The color-shifting skink



Thanks to Colorado Outdoors, the magazine of the state’s Department of Natural Resources, we have a new favorite wild animal — the color-shifting skink. It resembles a stocky snake with lizard-like legs. And like many lizards, it has the wonderful ability to discard and then regenerate its tail any time a predator pounces on it: “When caught, the skink’s tail breaks off and twitches, surprising the enemy.” Even more surprising is that the tail of a newborn skink is bright blue — all the better, perhaps, to attract a predator to a nonessential part of the body. When the tail grows back, it either comes in “pinkish” or has the same color as the rest of the skink’s black or brown-striped body. Three species of skink live in Colorado; all of them dine on insects.


Freelancer Matthew O’Brien embraces the underbelly of Las Vegas again in a new book with a long title, My Week at the Blue Angel and Other Stories from the Storm Drains, Strip Clubs and Trailer Parks of Las Vegas. He brings sad news for lovers of low-cost, unconventional housing: Their days are numbered. The local icon known as the trailer park, one of the few affordable choices left in Clark County — or anywhere else in the West, for that matter — is disappearing. County Commissioner Tom Collins says he knows trailer parks well since he grew up in several of them, yet he concludes, “When we talk about high-rises and condos and things of that nature, mobile-home parks don’t fit in. They’ll be gone. They’re a thing of the past.” And Southern California seems to be cracking down on the cheapest housing of all — vehicles serving as bedrooms overnight, reports the New York Times. Even the Venice section of Los Angeles, once known as the “Slum by the Sea,” has had it with people who live in their cars, and some 250 near-homeless residents may be forced to decamp. Where they will go, no one knows. As Mario Manti-Gualtiero, an out-of-work audio engineer, said, “We can’t just evaporate.”


Rancher Dave Grabbert had a problem. He wanted to sell his 1,500-acre property, which lies about 20 miles from Meeteetse, Wyo., to 18 “hermit” monks, who plan to build a Gothic-style monastery, a coffee-roasting barn to process their brand (called “Mystic Monk”), and a church large enough to (on special occasions) accommodate 150 people, topped by a 150-foot spire. “Granted, it would be an odd-looking addition to the area,” editorialized the Casper Star-Tribune. But “what could possibly be less threatening to anyone’s quality of life?” Well, some neighboring ranchers did feel threatened; as their attorney put it, “You see this huge edifice and a paved road leading to it as an invitation.” The paper’s editorial board dryly noted, however, that the locals never bellyached when oil and gas and timber trucks rumbled by, and added, “We doubt the monastery would need to add a drive-through window any time soon.” Tolerance, advised the paper, is the best approach to the newcomers, all of whom wear long robes as monks of the order of the Blessed Virgin Mary of Mount Carmel. And tolerance, or at least the spirit of compromise, has saved the day. The monks agreed to revamp their planned septic system and make other recommended changes, and, in early October, the Park County commissioners unanimously approved the monastery.

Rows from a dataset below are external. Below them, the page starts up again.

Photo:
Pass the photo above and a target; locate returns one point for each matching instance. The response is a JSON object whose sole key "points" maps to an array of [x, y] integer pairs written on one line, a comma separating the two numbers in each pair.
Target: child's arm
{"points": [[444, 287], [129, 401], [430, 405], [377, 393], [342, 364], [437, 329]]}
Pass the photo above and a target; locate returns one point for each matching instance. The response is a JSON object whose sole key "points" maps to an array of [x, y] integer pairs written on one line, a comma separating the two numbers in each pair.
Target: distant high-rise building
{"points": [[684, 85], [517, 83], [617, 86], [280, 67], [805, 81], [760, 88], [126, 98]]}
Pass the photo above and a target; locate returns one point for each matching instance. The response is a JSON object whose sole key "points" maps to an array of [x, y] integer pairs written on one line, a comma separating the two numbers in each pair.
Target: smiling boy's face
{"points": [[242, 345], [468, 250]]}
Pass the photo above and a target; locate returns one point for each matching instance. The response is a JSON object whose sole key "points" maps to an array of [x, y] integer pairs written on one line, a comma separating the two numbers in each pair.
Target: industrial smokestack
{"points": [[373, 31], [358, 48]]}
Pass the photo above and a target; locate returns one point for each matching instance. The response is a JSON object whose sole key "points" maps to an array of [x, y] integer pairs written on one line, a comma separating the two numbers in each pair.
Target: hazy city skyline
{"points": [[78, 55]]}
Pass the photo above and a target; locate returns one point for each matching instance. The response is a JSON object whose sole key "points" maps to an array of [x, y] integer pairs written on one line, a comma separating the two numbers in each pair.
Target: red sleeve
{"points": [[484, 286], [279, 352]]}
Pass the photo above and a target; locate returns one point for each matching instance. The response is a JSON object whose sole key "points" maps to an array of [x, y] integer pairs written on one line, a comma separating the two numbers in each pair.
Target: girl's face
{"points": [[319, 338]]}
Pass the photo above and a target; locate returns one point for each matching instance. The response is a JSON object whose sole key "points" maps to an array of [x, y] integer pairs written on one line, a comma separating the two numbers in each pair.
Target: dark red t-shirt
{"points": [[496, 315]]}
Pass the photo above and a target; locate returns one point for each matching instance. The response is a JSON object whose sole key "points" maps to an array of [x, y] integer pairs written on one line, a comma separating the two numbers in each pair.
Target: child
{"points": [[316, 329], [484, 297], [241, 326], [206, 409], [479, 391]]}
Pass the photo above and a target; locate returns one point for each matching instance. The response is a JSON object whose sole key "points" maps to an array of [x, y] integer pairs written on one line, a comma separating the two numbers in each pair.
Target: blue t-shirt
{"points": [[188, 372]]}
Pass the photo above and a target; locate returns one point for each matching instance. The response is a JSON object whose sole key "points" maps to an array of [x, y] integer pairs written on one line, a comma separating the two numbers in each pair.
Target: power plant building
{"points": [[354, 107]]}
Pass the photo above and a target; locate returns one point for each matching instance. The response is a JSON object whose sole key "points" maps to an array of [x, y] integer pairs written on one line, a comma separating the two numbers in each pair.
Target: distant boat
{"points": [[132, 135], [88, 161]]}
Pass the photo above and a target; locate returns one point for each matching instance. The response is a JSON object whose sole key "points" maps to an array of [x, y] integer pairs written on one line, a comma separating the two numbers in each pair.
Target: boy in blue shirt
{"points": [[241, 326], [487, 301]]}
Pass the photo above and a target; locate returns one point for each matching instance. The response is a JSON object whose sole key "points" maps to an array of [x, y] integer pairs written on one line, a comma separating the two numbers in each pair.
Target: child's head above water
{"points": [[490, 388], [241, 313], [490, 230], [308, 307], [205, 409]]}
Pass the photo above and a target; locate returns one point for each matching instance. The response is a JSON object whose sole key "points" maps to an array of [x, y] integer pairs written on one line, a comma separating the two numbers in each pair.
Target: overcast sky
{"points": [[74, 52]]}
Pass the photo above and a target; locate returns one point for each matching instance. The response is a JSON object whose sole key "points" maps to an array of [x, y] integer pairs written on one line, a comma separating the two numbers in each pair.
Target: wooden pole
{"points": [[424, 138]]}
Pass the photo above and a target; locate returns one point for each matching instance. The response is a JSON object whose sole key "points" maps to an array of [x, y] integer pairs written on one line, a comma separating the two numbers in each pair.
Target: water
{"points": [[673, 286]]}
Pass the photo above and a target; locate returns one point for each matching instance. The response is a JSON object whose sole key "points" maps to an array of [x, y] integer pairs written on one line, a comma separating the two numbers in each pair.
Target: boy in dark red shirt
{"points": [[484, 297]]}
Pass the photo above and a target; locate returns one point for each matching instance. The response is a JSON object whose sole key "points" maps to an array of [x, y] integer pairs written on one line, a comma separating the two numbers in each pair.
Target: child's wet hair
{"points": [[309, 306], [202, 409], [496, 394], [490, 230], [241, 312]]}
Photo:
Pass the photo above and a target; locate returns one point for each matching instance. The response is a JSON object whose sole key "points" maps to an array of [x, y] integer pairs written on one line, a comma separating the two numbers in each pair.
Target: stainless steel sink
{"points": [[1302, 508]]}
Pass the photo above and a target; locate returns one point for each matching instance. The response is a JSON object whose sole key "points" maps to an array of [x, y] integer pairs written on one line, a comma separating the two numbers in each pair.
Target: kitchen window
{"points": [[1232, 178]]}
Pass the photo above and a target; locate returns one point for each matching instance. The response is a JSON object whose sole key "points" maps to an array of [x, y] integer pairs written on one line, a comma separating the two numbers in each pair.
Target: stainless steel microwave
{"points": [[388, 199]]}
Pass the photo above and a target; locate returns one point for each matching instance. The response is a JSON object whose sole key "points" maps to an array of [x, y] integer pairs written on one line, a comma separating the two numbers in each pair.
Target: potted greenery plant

In the tiny town of Arlee, population 600, in northwestern Montana, that kind of tolerance has been the standard approach to one group of exotic imports, reports the New York Times. The result: “two cultures honoring each other in peace.” It all began 10 years ago when a Buddhist lama from Tibet bought a 60-acre sheep ranch on the reservation owned by the Salish and Kootenai tribes. The lama, 56-year-old Gochen Tulku Sang-ngag Rinpoche, then enlisted volunteers to help him create a 10-acre meditative garden that will eventually be filled with 1,000 one-foot-high statues of the Buddha, all meant to promote world peace. At every step of the spiritual retreat’s development, the lama consulted with tribal members, and he also made sure they approved a planned visit by the Dalai Lama, who has been invited to dedicate the garden in 2012. Native Americans and Tibetans have much in common, said the lama: “There is a shared vision of cultures being under pressure and surviving.”